Look, this is Gruber's bottom line, all of his caveats aside. At the end of the day, that's how he views this story, and I don't think it is unreasonable to assume that this is going to be a fairly succinct example of his thinking and arguments going forward.

That strategy is going to conveniently rely on his readers forgetting his near-obsession with Google's supposed doom at the hands of Apple and Microsoft's patent portfolios.

That's why it is a reversal-- because patents, once so important, probably aren't going to factor into his incessant Google criticism in the future, despite the fact that he has made them the cornerstone of many of his arguments until now.

I don't see a bit of sense in that.

On the one hand, you're complaining about his supposed "near-obsession" (as opposed to every other person writing on the subject? what's the measurement here?) but on the other you're saying that one sentence is proof that it was all some kind of ruse and he'll never speak of it again. As if patents not figuring into one sentence means he can never say anything about them again. What a great leap that is! He's trying to make a point about something, but you're treating it as if it's a total retraction of every other point he's ever tried to make--even in the same post--because...why? Because it's not just a restatement of what he said last week, in a different context? I don't understand that at all, even under the banner of HN's predictably frothing meme of disdain for the man.

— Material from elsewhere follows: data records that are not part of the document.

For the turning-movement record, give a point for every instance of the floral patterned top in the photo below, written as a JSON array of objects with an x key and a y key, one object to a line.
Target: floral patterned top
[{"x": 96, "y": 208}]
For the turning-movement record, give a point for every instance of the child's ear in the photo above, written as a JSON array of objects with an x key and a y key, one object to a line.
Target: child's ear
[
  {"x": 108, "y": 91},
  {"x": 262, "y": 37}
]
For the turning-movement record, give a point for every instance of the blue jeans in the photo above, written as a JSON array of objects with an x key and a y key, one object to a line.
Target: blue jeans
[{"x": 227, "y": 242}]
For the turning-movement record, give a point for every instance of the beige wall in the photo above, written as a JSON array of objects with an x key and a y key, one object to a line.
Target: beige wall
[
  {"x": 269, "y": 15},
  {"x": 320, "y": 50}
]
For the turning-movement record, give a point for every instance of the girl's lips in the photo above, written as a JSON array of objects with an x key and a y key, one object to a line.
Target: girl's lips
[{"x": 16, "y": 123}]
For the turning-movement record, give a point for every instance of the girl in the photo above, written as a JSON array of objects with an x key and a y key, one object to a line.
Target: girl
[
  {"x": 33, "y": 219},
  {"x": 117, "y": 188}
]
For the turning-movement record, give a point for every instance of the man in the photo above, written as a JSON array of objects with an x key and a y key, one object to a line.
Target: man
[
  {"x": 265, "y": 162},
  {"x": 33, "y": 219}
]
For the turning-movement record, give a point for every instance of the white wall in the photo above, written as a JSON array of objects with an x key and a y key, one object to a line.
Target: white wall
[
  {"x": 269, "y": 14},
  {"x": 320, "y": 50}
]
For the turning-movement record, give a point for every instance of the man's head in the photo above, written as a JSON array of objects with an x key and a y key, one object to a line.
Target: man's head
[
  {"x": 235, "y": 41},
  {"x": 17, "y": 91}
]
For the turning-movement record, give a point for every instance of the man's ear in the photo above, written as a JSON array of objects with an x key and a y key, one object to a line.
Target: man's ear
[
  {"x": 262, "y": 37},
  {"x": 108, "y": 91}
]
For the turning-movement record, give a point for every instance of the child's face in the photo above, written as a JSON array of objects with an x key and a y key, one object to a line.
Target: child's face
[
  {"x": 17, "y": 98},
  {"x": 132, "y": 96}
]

Not only do I not understand that, I don't understand how on earth one man gets such scrutiny about precisely how much he talks about something, down to the sentence, when dozens of sites have been publishing on the same subjects. This is news. When new things happen, people write about them. Google bought Motorola. That's news. But must Gruber (or anyone) interpret or discuss that solely in terms of patents (or any one angle)? Why is commenting on any other aspect of the deal forbidden? Makes no sense.

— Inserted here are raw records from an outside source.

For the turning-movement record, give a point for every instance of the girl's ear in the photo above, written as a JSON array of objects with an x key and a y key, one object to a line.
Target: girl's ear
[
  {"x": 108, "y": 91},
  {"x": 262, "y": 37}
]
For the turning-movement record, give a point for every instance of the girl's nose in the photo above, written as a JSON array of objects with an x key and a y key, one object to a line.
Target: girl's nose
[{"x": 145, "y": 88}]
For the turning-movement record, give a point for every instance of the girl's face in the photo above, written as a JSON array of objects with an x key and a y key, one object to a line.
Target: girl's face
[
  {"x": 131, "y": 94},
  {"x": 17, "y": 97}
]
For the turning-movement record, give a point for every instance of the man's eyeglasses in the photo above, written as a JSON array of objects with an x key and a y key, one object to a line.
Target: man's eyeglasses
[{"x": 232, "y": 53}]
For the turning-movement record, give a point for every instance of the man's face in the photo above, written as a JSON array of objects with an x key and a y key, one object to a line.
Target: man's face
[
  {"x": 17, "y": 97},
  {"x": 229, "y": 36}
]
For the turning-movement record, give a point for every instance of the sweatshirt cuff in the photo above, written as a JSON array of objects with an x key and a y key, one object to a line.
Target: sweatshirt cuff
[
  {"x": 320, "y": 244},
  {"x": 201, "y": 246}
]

Frankly, I can't understand what's your point with this phrase. I think he obviously meant Google paid 12.5 billion for Motorola — a handset maker with rapidly declining sales, no recent profits, and misguided management - _only for the patents_. He's not ignoring the most salient factor in the deal; he's just reaffirming that, to get to the patents, Google paid 12.5 billion for the whole, including the bad parts that he's highlighting.
If you read the story carefully and completely, you'll note that he agrees that this very well may have been the right move, but right relative to the weak position that he has been arguing Google was in. He's by no means being inconsistent to say that their improved position is still weak.
I appreciate the advice, but I did read the article carefully and completely. My original comment, read carefully, has far more to do with the nuances of Gruber beginning to turn his arguments now that he can't bray night and day about how very threatened Google is by the combined patent portfolios of it's enemies.
Wich has zero to do with whether this post of his is insightful, correct, or worth reading. That's the trouble with ad hominems, they aren't adding value. What I as a fellow reader want to know is whether this postnis wrth reading, and if so, what to watch out for good or bad.

I don't care if the previous 99 post by the same author are lumps of coal, I want to know whether this one is a diamond.

Well...yeah. As the facts change, do you not expect the outlook to change as well? This widespread tendency to hold others with whom one might disagree to an impossible standard is getting tiresome.